Even because sometimes in reality you just have to set all wiki stuff aside and approach the community from a different angle. This goes beyond the example above, since that example still talks mostly about wikis, but I feel like this may be the right place to say something.
In doing true good you cannot assume you come with the right tools or the whole truth. That is not good, that is submission. If the Wikimedia Movement plans to really fulfill its mission of contributing to a world where every single human being joins in the sum of all knowledge, it must have ways to reach those human beings that are not yet in a position to use the tools we're used to, but who can understand the ideas of free knowledge and apply them in a variety of creative and productive ways which, in the end, improve their lives and may one day lead to them using Wikipedia.
As an example that is closer to this second reality, I have been in the past contacted by institutions in Brazil working with indigenous people to help them organize, most times for the first time ever, their native knowledge in ways that are both recognizable by academia and respectful of their traditions. There are so many fucking hard anthropological and epistemological issues involved in this that only an alien would suggest that any of the Wikimedia projects has anything to do with it at first.

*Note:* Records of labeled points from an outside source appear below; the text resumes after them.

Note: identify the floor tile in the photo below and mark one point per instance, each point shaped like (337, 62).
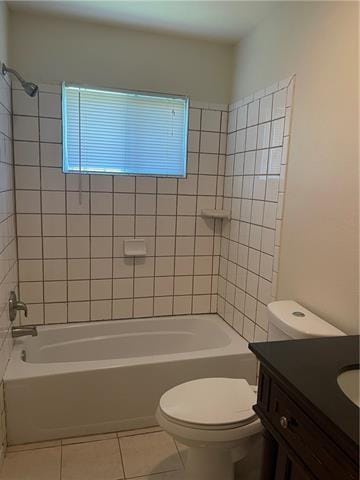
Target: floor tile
(92, 461)
(139, 431)
(33, 446)
(182, 451)
(88, 438)
(177, 475)
(149, 453)
(42, 464)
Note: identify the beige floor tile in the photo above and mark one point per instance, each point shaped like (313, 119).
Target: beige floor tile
(42, 464)
(177, 475)
(88, 438)
(139, 431)
(92, 461)
(182, 450)
(149, 453)
(33, 446)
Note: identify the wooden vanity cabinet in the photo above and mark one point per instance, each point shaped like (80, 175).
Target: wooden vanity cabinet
(296, 447)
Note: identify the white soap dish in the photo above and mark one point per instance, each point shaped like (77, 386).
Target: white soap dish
(215, 213)
(135, 248)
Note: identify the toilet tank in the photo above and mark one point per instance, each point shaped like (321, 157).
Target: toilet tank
(288, 320)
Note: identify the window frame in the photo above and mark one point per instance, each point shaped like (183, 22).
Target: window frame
(64, 85)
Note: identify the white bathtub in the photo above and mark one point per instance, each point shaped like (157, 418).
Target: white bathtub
(107, 376)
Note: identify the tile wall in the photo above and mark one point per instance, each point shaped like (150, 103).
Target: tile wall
(254, 187)
(8, 256)
(71, 228)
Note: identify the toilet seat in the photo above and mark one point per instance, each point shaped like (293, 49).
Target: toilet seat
(210, 404)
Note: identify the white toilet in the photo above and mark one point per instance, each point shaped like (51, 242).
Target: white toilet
(214, 416)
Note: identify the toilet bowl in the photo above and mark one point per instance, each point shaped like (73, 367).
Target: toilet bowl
(215, 419)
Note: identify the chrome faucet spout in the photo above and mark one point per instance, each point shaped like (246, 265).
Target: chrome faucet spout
(24, 331)
(15, 305)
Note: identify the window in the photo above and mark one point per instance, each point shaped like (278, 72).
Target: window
(123, 132)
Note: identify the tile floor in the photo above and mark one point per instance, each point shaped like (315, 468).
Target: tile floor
(145, 454)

However, it is directly and deeply connected with the Wikimedia mission, and being absent from these crucial moments, when the hardest and most expensive - both in money, effort and emotions - work is being done, radically detracts from the ability of the Wikimedia movement to engage it with credibility on a later stage.
There are known wikimedians interested in assisting these processes and there are activists and scholars involved who abide by the values and mission of the Wikimedia movement. Why shouldn't we support their work towards making these critical knowledge construction processes, that will shape entire civilizations, more collaborative and open and socially driven.
But any sensible project towards that would make little mention of wikis at first, and would most certainly not have predictable outcomes - seriously, some times these people can't even predict whether they're leaving alive, be it for the terrible transportation conditions or the accidental dispute among communities that gets in the way. And this last point is not only true for indigenous communities, but also for activities that involve favelas in big cities or small cities dominated by armed elites. (Outside of a Wikimedian context, I have friends who have had their lives threatened in all three scenarios while simply doing their jobs, which are in many ways similar to Wikimedian activity.)
In the end, all this boils down to one issue: inequality.
Which the Wikimedia movement has a really really hard time coping with. (Be it from how we treat people who find it difficult to understand or edit wikis, or the English language for that matter, to, for another example from my personal experience, all the issues wikimedians in Brazil continuously face trying to interface with the chapters superstructure, just because we chose to organize locally in a way more conscious of the need to counter inequality).
Concluding, we need ways to fund these activities that strike directly upon inequality and, given the rationale above about why it's hard to fit them in a more typical process, this is the kind of activity I would support as a flow funder in my position.